J.C. SATÀN « LOVE SESSION » + ANTON NEWCOMBE DJ-SET

  • Ouverture des portes à 18h30 pour la Conférence de Richard Bellia : L’Argentique c’est fantastique
    J.C. Satàn 20h30 – 21h20
    Barbagallo 21h40 – 22h40
    Buvette 23h – 00h
    Anton Newcombe dj-set 00h – 1h20

     

    Quelques mois après la sortie du livre Un œil sur la musique, L’Aeronef réinvite Richard Bellia en tant que partenaire particulier, grâce à plusieurs soirées où le photographe français exprime ses coups de cœur. Grande première le 14 janvier avec une soirée presque 100% made in France.

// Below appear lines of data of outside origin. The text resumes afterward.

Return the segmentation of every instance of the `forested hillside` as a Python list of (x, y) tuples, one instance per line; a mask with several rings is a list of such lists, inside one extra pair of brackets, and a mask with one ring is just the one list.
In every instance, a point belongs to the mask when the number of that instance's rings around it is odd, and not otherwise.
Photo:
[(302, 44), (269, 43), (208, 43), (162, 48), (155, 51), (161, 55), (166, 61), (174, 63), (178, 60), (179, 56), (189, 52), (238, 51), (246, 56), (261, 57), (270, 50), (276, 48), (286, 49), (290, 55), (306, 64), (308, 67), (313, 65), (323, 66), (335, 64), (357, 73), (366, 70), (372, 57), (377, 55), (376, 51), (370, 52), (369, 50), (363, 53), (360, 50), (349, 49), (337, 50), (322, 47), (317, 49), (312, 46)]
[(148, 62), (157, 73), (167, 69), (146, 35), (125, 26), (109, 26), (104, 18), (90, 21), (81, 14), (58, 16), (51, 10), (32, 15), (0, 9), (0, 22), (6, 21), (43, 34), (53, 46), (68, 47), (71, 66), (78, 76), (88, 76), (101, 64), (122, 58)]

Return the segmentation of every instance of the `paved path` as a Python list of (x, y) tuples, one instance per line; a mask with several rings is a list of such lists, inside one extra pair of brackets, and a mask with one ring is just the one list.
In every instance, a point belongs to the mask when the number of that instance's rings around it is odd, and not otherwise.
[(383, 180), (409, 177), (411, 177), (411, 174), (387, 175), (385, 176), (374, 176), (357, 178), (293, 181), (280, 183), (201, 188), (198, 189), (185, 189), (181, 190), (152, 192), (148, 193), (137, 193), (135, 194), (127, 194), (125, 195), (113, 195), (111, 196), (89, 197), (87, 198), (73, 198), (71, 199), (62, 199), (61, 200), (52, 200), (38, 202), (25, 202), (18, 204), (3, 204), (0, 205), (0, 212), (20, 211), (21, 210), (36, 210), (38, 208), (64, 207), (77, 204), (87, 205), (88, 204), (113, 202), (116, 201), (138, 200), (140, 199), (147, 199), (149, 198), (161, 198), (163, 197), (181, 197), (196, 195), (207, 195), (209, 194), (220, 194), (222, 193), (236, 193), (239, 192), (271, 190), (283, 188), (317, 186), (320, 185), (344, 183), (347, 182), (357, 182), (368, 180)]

    Question : quel est le meilleur groupe rock français en activité ? Réponse : J.C. Satàn, certainement, dont la réputation scénique n’est plus à faire, et les prestations dignes d’un tank Panzer écrasant les spectateurs (c’est une image). Parce que les bordelais sont aussi violents qu’ils sont romantiques, ils joueront ce soir un set inédit nommé Love Session, où les furieux ouvriront leurs cœurs avec une partie méconnue de leur répertoire : les chansons d’amour. Mais méfiez-vous de l’eau qui dort…
    Dans la constellation Aquaserge, je voudrais le satellite aux cheveux bouclés, la petite planète aux yeux qui saute comme un lutin sur son kit à batterie…. Au cas où vous n’auriez pas compris, il est ici question de Julien Barbagallo, ancien batteur d’Aquaserge que les fans de Tame Impala auront depuis reconnu derrière les fûts, et qui est aussi l’auteur d’un nouvel album (« Grand Chien ») à la fois surréaliste, dada, perché et psyché jusqu’au bout des cheveux.

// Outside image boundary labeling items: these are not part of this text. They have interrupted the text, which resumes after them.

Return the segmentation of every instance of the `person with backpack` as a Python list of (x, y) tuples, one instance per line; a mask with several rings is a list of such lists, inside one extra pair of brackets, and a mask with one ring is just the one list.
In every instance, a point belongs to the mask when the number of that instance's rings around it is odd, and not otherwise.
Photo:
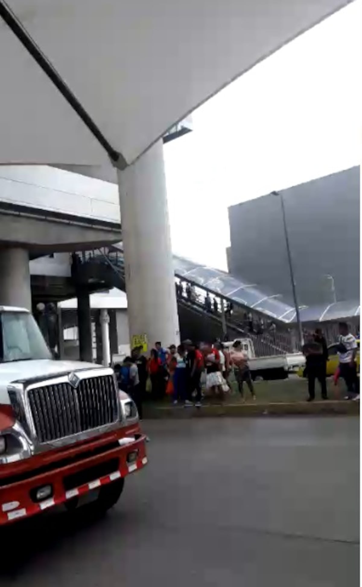
[(123, 361), (122, 369), (124, 369), (124, 373), (127, 372), (128, 384), (124, 391), (133, 400), (137, 409), (140, 420), (142, 420), (142, 396), (141, 388), (140, 387), (140, 378), (138, 376), (138, 369), (137, 366), (131, 357), (126, 357)]
[(201, 406), (201, 375), (204, 370), (204, 357), (202, 353), (191, 340), (187, 340), (184, 343), (187, 355), (186, 366), (187, 369), (187, 399), (185, 405), (191, 406), (193, 402), (193, 394), (196, 392), (195, 406)]
[(358, 381), (357, 375), (356, 357), (358, 346), (357, 340), (350, 332), (346, 322), (339, 324), (339, 340), (337, 346), (339, 356), (340, 377), (344, 379), (347, 386), (345, 399), (359, 400)]
[(163, 392), (164, 388), (163, 383), (164, 367), (155, 349), (152, 349), (151, 350), (147, 369), (152, 386), (151, 392), (152, 398), (154, 400), (160, 400), (163, 397)]

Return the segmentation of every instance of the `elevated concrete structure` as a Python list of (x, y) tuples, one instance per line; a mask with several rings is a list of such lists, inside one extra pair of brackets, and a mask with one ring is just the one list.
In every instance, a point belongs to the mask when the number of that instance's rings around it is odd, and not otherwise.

    Quand on se nomme Buvette, c’est qu’on a soif de revanche. Petit frère de cœur de Flavien Berger et Judah Warsky (les trois sont signés sur Pan European), Cédric Streuli fait furieusement penser à du Gorillaz enregistré dans une pièce très enfumée. Il jouera ce soir son album « Elasticity », preuve qu’on peut assurer un grand écart parfait entre reggae déviant (vous avez bien lu) et synth-pop à double tiroirs.

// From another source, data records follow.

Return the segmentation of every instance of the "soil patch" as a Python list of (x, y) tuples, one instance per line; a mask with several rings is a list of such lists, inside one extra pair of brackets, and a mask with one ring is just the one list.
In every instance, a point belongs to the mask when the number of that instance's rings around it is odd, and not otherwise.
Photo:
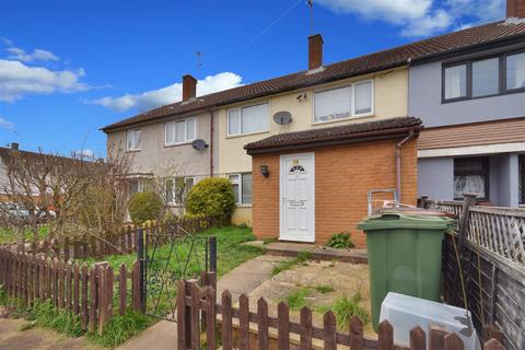
[[(256, 301), (265, 298), (269, 303), (269, 313), (277, 316), (277, 304), (287, 301), (290, 295), (299, 294), (304, 305), (313, 311), (313, 323), (323, 326), (323, 314), (332, 310), (335, 303), (341, 298), (361, 295), (360, 305), (371, 318), (369, 266), (339, 261), (308, 260), (290, 270), (282, 271), (271, 279), (262, 282), (248, 296), (250, 308), (256, 312)], [(290, 318), (299, 322), (299, 307), (290, 312)], [(369, 320), (364, 332), (375, 336)]]

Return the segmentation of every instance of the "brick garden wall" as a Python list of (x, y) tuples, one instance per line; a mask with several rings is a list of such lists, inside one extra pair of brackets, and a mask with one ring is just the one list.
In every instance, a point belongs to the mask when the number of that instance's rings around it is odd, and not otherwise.
[[(324, 244), (335, 233), (345, 231), (351, 232), (358, 247), (365, 246), (364, 234), (355, 225), (368, 214), (369, 190), (396, 187), (396, 142), (374, 141), (301, 151), (315, 152), (316, 244)], [(254, 233), (258, 238), (279, 236), (281, 154), (285, 153), (253, 156)], [(401, 159), (401, 201), (416, 205), (417, 141), (402, 147)], [(262, 164), (269, 167), (268, 178), (260, 175)]]

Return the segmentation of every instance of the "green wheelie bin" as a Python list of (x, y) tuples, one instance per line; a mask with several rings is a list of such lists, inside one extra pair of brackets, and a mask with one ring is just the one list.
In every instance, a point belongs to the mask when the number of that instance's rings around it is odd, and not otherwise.
[(450, 218), (400, 212), (365, 218), (358, 224), (366, 234), (375, 331), (388, 292), (439, 301), (442, 241), (453, 225)]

    En clôture, Anton Newcombe fera le joint (sic) entre vieille garde et relève du rock grâce à un DJ set chargé en vapeurs psychédéliques. Le mythique fondateur du Brian Jonestown Massacre permettra comme disait Johnny de remettre les pendules à leurs places sur les grands classiques grâce à un mix sans clichés ; ce qui tombe bien quand on connaît son amitié de longue date avec le photographe Richard Bellia.